Who among us has not experienced negative reactions ranging from mild annoyance to rage in response to the unfavorable events of everyday life?
Both Junta and Costin had previous arrests for assault, but there are ample examples of perfectly "normal" men — it's almost always a man — succumbing to the impulse to lash out in violence at those we perceive to be a threat.
While those who harm others must be subjected to justice, it has become clear that the threat of punishment is not a deterrent to violent acts.
The assistant manager of the ice rink testified that when Thomas Junta, after being ejected, stormed back into the rink, "his face was very red" and "his hands were clenched." Such a state is not conducive to the cool, rational consideration of possible consequences of continuing the fight.
Anger management skills are critical tools that we all need if we are to keep other families from losing their fathers.
But how do we learn such skills? Thomas Jefferson once said, "When angry count to 10; when very angry count to 100."

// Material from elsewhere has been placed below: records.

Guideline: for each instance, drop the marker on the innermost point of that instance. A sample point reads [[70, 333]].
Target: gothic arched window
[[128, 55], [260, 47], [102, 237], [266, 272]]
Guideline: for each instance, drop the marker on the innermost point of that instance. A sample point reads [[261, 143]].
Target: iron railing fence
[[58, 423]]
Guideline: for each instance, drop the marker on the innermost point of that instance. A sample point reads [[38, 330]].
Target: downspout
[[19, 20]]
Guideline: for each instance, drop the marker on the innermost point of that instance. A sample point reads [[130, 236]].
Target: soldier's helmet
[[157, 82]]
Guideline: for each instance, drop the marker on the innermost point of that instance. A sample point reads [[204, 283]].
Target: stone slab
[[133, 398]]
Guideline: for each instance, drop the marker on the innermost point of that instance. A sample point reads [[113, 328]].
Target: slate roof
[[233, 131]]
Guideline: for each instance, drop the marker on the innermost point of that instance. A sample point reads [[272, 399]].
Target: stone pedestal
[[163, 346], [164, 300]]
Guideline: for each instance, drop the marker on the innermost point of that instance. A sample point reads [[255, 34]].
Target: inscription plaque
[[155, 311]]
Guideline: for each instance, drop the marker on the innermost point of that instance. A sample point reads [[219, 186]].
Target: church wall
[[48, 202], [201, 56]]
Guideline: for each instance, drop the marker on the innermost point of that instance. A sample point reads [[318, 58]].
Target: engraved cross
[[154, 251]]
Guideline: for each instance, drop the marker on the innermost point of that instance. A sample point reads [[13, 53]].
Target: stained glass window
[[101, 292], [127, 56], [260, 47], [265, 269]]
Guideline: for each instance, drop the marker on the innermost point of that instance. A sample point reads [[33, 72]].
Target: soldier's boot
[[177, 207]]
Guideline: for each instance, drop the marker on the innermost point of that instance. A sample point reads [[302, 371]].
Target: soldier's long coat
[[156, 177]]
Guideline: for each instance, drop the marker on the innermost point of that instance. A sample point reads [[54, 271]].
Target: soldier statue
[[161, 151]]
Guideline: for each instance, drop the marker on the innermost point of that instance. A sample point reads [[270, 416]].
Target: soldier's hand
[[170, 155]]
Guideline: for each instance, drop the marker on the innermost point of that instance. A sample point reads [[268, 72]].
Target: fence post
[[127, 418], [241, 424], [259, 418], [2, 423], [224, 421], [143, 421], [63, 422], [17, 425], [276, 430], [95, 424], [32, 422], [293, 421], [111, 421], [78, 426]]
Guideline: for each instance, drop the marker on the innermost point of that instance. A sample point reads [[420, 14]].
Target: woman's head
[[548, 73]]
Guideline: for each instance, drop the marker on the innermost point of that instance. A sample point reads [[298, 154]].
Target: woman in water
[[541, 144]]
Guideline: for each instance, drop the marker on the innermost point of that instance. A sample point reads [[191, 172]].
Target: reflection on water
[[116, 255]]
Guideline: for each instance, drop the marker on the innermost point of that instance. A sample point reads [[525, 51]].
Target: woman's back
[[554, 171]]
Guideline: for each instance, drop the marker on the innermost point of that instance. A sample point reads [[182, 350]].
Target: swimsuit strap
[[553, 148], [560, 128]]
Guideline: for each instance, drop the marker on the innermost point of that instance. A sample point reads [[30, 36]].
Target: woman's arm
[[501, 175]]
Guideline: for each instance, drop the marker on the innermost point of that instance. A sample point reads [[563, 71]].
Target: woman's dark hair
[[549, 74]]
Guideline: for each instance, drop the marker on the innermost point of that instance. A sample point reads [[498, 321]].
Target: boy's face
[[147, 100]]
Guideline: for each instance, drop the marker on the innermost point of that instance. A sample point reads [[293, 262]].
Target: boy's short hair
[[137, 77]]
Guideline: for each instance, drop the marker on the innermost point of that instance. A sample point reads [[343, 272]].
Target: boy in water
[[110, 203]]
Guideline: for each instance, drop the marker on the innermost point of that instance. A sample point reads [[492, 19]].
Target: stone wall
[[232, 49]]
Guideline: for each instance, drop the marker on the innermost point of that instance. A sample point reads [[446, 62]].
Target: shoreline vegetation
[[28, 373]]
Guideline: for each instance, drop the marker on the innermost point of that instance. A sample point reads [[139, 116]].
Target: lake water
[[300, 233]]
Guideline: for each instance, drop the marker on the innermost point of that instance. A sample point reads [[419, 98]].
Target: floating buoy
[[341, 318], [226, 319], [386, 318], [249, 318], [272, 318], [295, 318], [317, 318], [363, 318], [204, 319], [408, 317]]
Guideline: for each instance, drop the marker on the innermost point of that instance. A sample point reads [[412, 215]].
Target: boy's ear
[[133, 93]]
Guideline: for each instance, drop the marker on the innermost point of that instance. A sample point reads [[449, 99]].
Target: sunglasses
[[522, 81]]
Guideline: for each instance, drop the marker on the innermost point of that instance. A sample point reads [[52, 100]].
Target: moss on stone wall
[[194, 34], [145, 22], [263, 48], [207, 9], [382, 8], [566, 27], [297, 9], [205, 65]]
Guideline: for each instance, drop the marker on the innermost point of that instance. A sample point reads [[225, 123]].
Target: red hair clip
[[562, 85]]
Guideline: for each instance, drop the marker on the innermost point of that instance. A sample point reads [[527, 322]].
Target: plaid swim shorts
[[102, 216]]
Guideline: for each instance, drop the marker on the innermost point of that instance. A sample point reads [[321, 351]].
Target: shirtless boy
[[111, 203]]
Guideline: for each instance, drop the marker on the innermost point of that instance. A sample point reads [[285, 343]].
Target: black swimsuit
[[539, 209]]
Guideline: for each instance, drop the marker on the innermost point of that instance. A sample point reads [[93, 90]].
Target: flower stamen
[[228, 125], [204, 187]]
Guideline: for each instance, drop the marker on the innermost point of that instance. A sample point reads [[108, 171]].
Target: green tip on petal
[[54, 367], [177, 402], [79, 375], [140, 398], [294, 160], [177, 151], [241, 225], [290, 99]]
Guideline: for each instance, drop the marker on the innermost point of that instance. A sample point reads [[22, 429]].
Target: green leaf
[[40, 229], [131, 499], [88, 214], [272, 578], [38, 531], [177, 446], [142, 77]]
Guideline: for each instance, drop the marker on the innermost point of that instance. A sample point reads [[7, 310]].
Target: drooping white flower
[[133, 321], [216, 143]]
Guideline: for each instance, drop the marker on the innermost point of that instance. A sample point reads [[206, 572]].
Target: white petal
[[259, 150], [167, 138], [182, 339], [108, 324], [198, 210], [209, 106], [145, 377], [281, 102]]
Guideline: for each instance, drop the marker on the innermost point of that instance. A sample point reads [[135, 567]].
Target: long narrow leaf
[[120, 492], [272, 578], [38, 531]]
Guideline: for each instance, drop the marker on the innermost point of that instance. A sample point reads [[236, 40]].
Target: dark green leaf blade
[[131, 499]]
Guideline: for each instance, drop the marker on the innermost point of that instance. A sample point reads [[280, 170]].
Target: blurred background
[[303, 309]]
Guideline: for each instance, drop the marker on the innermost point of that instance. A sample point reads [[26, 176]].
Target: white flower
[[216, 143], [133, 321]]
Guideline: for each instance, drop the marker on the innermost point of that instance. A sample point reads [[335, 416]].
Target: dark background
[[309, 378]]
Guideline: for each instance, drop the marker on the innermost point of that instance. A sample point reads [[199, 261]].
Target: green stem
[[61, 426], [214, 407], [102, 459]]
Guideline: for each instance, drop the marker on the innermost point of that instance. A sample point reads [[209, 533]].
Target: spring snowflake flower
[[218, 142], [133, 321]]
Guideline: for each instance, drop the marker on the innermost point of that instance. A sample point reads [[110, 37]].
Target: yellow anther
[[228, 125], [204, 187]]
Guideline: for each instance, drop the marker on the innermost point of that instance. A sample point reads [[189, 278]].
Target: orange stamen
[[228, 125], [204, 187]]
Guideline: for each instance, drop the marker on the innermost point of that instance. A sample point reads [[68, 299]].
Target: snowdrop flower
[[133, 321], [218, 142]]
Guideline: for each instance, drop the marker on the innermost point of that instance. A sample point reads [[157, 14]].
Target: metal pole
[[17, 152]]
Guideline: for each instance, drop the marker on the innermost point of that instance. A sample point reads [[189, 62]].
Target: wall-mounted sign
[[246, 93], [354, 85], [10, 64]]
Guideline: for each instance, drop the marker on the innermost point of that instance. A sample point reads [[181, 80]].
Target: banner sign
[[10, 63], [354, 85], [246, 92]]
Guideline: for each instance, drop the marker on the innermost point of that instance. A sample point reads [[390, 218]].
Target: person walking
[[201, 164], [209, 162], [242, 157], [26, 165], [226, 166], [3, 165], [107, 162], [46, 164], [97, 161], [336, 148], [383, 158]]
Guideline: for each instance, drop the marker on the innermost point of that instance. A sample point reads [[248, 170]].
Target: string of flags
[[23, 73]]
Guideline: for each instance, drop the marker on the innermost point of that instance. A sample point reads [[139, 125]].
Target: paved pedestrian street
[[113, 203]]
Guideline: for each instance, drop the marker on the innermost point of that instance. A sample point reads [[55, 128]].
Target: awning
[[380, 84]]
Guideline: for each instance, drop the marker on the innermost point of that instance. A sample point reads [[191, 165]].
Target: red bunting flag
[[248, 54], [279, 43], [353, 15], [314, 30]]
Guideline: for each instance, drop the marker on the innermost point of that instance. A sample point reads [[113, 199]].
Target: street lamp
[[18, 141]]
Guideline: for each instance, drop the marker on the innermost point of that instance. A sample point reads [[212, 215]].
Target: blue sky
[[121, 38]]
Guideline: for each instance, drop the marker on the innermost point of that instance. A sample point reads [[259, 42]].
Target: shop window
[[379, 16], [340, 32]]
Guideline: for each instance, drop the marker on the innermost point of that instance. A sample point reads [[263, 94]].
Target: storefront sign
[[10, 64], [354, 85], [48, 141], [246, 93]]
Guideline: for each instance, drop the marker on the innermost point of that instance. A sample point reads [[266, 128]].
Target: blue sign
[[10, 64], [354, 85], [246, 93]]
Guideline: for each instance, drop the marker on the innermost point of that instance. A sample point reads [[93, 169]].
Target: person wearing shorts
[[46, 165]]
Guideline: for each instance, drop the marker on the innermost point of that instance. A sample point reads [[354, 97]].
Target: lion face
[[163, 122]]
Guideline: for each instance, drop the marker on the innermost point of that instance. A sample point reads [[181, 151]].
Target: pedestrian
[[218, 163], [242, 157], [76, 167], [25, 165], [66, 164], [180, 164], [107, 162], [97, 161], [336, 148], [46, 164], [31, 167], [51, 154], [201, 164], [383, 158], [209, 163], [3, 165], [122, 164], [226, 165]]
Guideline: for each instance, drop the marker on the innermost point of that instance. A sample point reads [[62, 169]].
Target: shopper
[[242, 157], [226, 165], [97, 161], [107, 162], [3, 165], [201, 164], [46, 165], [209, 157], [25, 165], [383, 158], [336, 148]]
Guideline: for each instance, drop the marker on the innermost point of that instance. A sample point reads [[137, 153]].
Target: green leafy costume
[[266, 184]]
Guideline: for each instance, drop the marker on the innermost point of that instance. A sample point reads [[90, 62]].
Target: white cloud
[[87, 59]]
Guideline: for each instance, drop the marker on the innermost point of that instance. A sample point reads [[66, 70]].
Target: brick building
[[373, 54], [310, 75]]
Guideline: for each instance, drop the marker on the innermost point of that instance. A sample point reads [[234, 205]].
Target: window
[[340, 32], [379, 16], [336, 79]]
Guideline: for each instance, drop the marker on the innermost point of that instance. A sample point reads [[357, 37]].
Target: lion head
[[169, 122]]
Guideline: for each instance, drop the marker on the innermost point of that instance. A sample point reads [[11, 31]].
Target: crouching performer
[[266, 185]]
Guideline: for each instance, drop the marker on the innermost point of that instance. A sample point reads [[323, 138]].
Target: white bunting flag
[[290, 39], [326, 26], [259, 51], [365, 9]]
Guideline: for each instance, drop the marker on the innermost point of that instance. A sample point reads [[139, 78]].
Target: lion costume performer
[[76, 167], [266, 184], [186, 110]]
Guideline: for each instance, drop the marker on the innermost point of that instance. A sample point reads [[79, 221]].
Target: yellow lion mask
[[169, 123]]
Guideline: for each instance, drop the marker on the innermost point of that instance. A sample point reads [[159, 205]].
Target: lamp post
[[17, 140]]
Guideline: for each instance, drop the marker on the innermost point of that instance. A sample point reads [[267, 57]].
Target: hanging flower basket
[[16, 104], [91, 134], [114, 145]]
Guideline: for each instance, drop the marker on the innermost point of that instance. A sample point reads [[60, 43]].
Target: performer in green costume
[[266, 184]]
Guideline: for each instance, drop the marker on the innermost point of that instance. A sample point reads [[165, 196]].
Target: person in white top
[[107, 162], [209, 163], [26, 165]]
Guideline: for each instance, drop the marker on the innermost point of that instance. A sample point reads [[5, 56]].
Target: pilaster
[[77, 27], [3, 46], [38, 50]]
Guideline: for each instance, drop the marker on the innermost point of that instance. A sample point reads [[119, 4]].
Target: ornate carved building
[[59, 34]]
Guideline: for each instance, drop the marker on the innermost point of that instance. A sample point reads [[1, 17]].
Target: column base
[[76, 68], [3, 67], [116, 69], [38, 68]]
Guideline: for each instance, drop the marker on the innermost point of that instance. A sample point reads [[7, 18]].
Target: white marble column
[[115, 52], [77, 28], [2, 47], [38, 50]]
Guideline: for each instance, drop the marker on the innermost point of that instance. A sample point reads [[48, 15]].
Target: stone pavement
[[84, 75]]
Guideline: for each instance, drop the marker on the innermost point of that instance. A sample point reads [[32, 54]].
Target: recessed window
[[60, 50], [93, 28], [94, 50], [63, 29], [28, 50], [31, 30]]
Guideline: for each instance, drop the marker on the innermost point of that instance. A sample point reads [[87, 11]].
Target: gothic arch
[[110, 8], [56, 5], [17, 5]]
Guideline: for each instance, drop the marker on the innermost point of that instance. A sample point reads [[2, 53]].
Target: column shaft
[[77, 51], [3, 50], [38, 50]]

When we lash out, with or without the tragic consequences suffered by Michael Costin, it is the lower part of our brain — the so-called "reptilian brain" — that has hijacked our body. But, humans have a cerebral cortex that gives us the capacity to reason, if we give it a chance.
When angered, we can command our cerebral cortex to evaluate our anger — to determine if we need to take action to right a wrong, or to change our reaction to the situation.
I recommend the "I AM WORTH IT" exercise.
"I" reminds you to consider if the situation is important to you. Is it worth your continuing attention?
"A" asks you to reflect upon the appropriateness of the anger response in light of the objective facts. Would other reasonable people have a similar reaction?
"M" calls for you to ask yourself if the situation is modifiable. Is there anything you can do to change the situation so that you are not so angry?
"WORTH IT" asks that you reflect on whether or not it would be worth it to take some action to change the situation.
The jerk who is tailgating you at 70 mph might back off if you tap your brakes, but he might retaliate with a .357 magnum (should he carry one), or he may try to pull in front of you and then slam on his brakes. It isn't worth your life. Better to pull over and practice a relaxation exercise!
Any "No" to the "I AM WORTH IT" questions means you need to change your angry reaction. Four "Yes" answers, on the other hand, means this is one of those times when you should do something.
It doesn't mean that, like 007 you've been given a license to kill, however. It means that you need to practice — as calmly as possible — assertion, by asking the other person to change the behavior that is bothering you. Or you could engage in problem solving to come up with some ways to get to your destination when your flight has been canceled.
If Mr. Junta had known to ask himself these four "I AM WORTH IT" questions before storming back into the rink, his answers might have led to a far better outcome.
Dr. Williams is the director of the Behavioral Medicine Research Center at the Duke University Medical Center.